邦題としては「現代における遺産としての過去の文化」と言ったところでしょうか。
私はもちろん南アジアの歴史や文化については詳しくないのですが、逆にこれは南アジアを知る良い機会だと思って参加しました。
場所はSOASのブルネイギャラリー。
ロンドンのど真ん中にあります。
18:30からでしたが、会場は8割ほど埋まっていました。
ほとんどはインド系の人。
たまにアングロサクソン系イギリス人もいましたが、東アジア系やアフリカ系はほとんどいませんでした。
講演者のRomila Thapar博士は84歳ですが、とてもはっきりした声で、冗談も交えながら講演をされたので、そのエネルギーに圧倒されました。
内容については、全ては聞き取れなかったのですが、インドの歴史や遺産の話を軸に、世界に通ずる普遍的な話をされていました。
会場はロンドンのど真ん中でしたが、インドがイギリスに支配されていた歴史についても触れられました。
遺産とは常に変化するものである。
また、それが作られた当時は何かの用途を持って作られたはずである。
遺産とは現代では博物館に飾られていたり商業目的に用いられたりしているが、それを誰が遺産と決定し、それは何故、どのようにして作られたか。
それを意識して観察する必要があると。
エリートが決定し、政治的な背景が入り込んでいないか。
私の英語力では残念ながら細部までは理解できなかったことがとても残念です。
もっと英語を勉強して、きちんと理解できるようになりたい。
全てを理解できなくても、とても示唆に富む内容だということは分かりました。
遺産だけでなく、歴史とは権力者が作ったものであり、時の権力者が変われば歴史は書き換えられてしまう。
また、争いにおける勝者が権力者となるので、歴史とは往々にして勝者の視点から見た歴史である。

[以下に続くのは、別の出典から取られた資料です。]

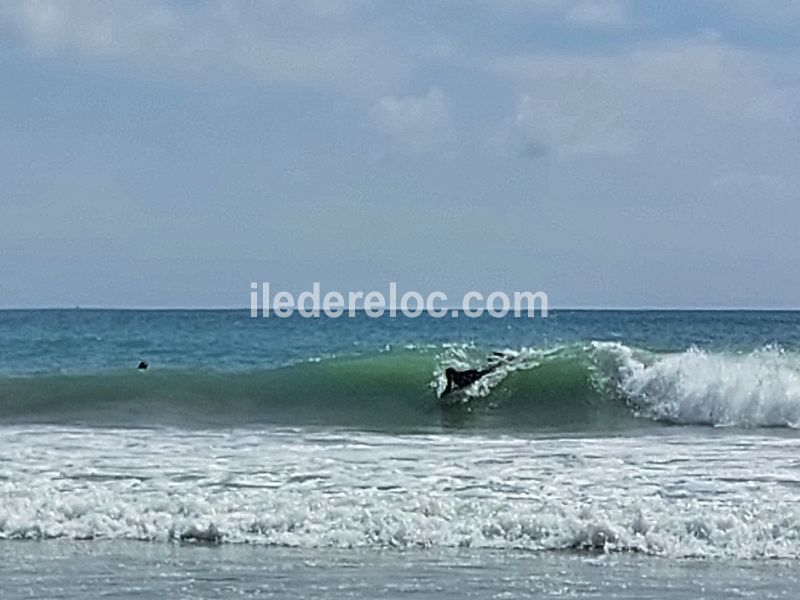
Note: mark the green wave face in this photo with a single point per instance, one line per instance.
(596, 386)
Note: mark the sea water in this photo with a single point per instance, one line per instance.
(610, 454)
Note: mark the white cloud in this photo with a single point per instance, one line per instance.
(599, 13)
(590, 104)
(580, 13)
(308, 42)
(419, 122)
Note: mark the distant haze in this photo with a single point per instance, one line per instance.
(610, 153)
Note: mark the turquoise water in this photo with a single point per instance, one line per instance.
(573, 371)
(653, 439)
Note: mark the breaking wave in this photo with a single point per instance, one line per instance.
(597, 385)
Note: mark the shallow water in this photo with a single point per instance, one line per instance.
(611, 454)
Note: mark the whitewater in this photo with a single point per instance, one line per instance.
(663, 443)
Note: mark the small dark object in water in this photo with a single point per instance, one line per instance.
(457, 380)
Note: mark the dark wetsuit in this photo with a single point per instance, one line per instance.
(461, 379)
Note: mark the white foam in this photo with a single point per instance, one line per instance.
(726, 496)
(761, 388)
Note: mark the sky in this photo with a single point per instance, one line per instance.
(610, 153)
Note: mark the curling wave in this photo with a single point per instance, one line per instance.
(598, 385)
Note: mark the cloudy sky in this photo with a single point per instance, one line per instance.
(610, 153)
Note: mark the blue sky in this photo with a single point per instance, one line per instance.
(610, 153)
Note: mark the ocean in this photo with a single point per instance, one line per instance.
(611, 454)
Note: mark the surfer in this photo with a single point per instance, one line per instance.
(457, 380)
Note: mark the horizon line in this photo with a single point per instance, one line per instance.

ということを学校の授業では教えないけれども、とても大切なことだと思いました。
何事もその前提を捉えなければ本質は分からないということですね。
また、博士は女性の学業についてもおっしゃっていました。
今日の講演にこんなに女性が来ていることが嬉しいと。
きっと博士の時代には大変なご苦労をされたことでしょう。
歴史や遺産は変わる。
そして現在や未来も変わる。
だからこそ、男女平等が多くの国で掲げられ、国境を越えた行き来がある程度自由にできる現在の状況を維持する努力が必要だと感じました。
今日の感謝。
・Romila Thapar博士の力強い講演。
・帰国が近づいた私にメールをくれた4人。
・Pret A Mangerの食事の体への優しさ。